Senator Kerry also expressed regret over the killings, which have soured relations between the two countries.
The US envoy arrived in Pakistan on Tuesday to try to resolve the row caused by the arrest of Raymond Davis for last month's shooting in Lahore.
Mr Davis was taken into custody after confessing to the shootings.
He said that he shot the two men in self-defence as they were trying to rob him. A third person was run over and killed by colleagues who came to his aid.
The US government says it will prove before a Pakistani court on Thursday that Mr Davis has diplomatic immunity.
President Obama joined the row on Tuesday, saying that while he was not "callous" about the shooting, Mr Davis enjoyed diplomatic immunity under the Vienna Conventions.
"If they [diplomats] start being vulnerable to prosecution, that's untenable," Mr Obama said.

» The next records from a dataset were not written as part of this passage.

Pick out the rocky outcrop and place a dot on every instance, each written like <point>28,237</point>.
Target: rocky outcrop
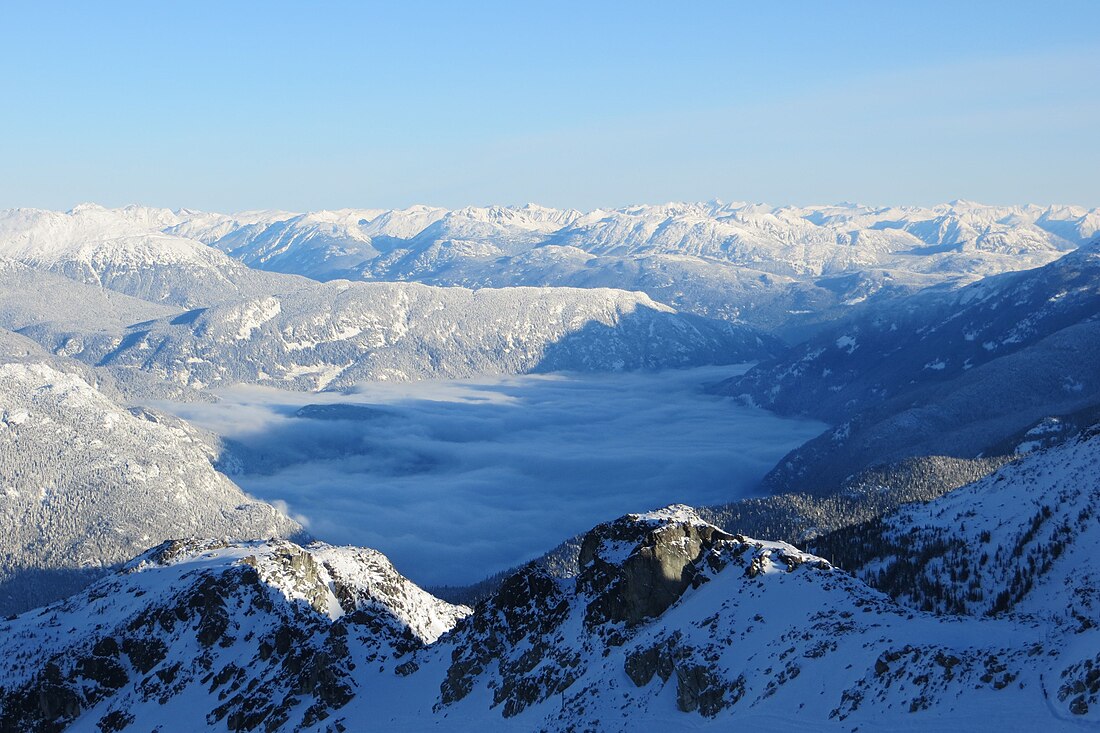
<point>635,568</point>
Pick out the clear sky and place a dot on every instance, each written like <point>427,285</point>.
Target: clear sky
<point>238,105</point>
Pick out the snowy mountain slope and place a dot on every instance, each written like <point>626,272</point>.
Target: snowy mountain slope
<point>977,413</point>
<point>200,634</point>
<point>762,265</point>
<point>817,259</point>
<point>1019,540</point>
<point>930,374</point>
<point>671,622</point>
<point>30,296</point>
<point>125,250</point>
<point>931,337</point>
<point>338,334</point>
<point>85,484</point>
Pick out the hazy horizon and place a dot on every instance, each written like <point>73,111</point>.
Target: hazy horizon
<point>234,107</point>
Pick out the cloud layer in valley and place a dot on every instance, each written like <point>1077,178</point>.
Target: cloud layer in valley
<point>457,480</point>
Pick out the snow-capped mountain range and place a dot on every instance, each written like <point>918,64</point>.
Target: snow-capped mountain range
<point>88,483</point>
<point>957,372</point>
<point>777,267</point>
<point>960,330</point>
<point>669,620</point>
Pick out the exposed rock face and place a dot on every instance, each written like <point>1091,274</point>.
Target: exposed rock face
<point>659,564</point>
<point>671,614</point>
<point>265,634</point>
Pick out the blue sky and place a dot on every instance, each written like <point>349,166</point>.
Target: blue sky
<point>320,105</point>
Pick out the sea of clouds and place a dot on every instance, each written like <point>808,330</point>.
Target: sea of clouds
<point>458,480</point>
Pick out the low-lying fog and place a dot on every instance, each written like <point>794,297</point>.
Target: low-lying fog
<point>458,480</point>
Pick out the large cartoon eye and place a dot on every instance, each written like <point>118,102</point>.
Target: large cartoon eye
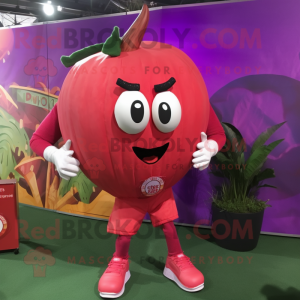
<point>166,111</point>
<point>132,112</point>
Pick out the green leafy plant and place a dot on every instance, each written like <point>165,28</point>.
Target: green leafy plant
<point>82,183</point>
<point>243,177</point>
<point>12,138</point>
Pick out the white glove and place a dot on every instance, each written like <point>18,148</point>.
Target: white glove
<point>66,165</point>
<point>207,149</point>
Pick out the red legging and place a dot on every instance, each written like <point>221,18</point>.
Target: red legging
<point>174,248</point>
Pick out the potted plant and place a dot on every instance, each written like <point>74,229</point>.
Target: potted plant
<point>237,213</point>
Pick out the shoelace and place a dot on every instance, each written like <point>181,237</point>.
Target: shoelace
<point>115,266</point>
<point>183,262</point>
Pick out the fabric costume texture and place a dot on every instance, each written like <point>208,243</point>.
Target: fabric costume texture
<point>174,248</point>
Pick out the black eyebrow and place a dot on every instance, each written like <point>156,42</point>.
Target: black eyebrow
<point>128,86</point>
<point>164,86</point>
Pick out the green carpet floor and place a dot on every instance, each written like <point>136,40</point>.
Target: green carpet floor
<point>271,271</point>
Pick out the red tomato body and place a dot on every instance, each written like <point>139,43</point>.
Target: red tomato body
<point>86,116</point>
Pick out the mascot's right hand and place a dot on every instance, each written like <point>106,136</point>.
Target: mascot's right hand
<point>66,165</point>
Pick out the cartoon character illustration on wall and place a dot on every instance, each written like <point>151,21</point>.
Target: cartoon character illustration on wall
<point>40,68</point>
<point>124,103</point>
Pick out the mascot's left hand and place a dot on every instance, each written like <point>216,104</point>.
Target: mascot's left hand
<point>207,149</point>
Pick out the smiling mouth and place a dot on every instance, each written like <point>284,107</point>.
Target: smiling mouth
<point>150,156</point>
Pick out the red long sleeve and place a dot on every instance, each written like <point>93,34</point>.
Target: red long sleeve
<point>215,130</point>
<point>47,134</point>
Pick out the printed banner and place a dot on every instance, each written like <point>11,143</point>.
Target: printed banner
<point>249,61</point>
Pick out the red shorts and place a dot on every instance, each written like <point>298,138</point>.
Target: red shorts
<point>128,213</point>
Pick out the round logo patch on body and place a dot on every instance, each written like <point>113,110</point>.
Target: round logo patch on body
<point>3,225</point>
<point>152,186</point>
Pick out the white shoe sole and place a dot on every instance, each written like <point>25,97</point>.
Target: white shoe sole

But Pakistan's former Foreign Minister, Shah Mehmood Qureshi, did not accept that Mr Davis was entitled to claim diplomatic immunity.
Mr Qureshi, who lost his job in last week's cabinet reshuffle, implied that his position on the Davis case had cost him his post.
He said there was no merit in Washington's stance and that, if summoned, he would testify that his advisers had told him Mr Davis might not have full immunity.
"God willing, I will side with the truth. I will never disappoint the nation," he told reporters after meeting Mr Kerry.
The BBC's Aleem Maqbool in Islamabad says that Mr Kerry is trying to defuse tensions over what has become a highly emotive issue.
"This case does not belong in the court. And it does not belong in the court because this man has diplomatic immunity as an administrator of technical employees of the embassy of the United States in Islamabad. We believe that documentation makes that clear," Mr Kerry said.
The senator said it was customary in an incident like this for the US government to conduct a criminal investigation.
"That is our law. And I can give you the full assurance of our government today that that will take place," he said.
"So there is no such thing as a suggestion that something is out of law or that America thinks somehow we're not subject to the law."
Our correspondent says that the announcement that Mr Davis will subsequently face a US criminal investigation will not be enough to appease many Pakistanis and whatever incentives or threats Mr Kerry applies, releasing Mr Davis is almost certain to cause an angry public backlash in Pakistan.
The Pakistani media has turned this into a matter of national pride and the initial bad handling of the case by diplomats on both sides has now made it very difficult for either Pakistan or America to back down, our correspondent says.
The case is threatening to derail US ties with Pakistan, a crucial ally in America's fight against militants.
"I want to come here today to express our deepest regret for this tragic event and to express the sorrow of the American people for the loss of life that has taken place," Mr Kerry said.
Mr Davis is charged on two counts - murder and possession of illegal weapons.
The court has ordered the Pakistani government to clarify US embassy claims that he has immunity. Mr Davis has reportedly been sent to the high-security Kot Lakhpat jail in Lahore. His next hearing is scheduled for 25 February.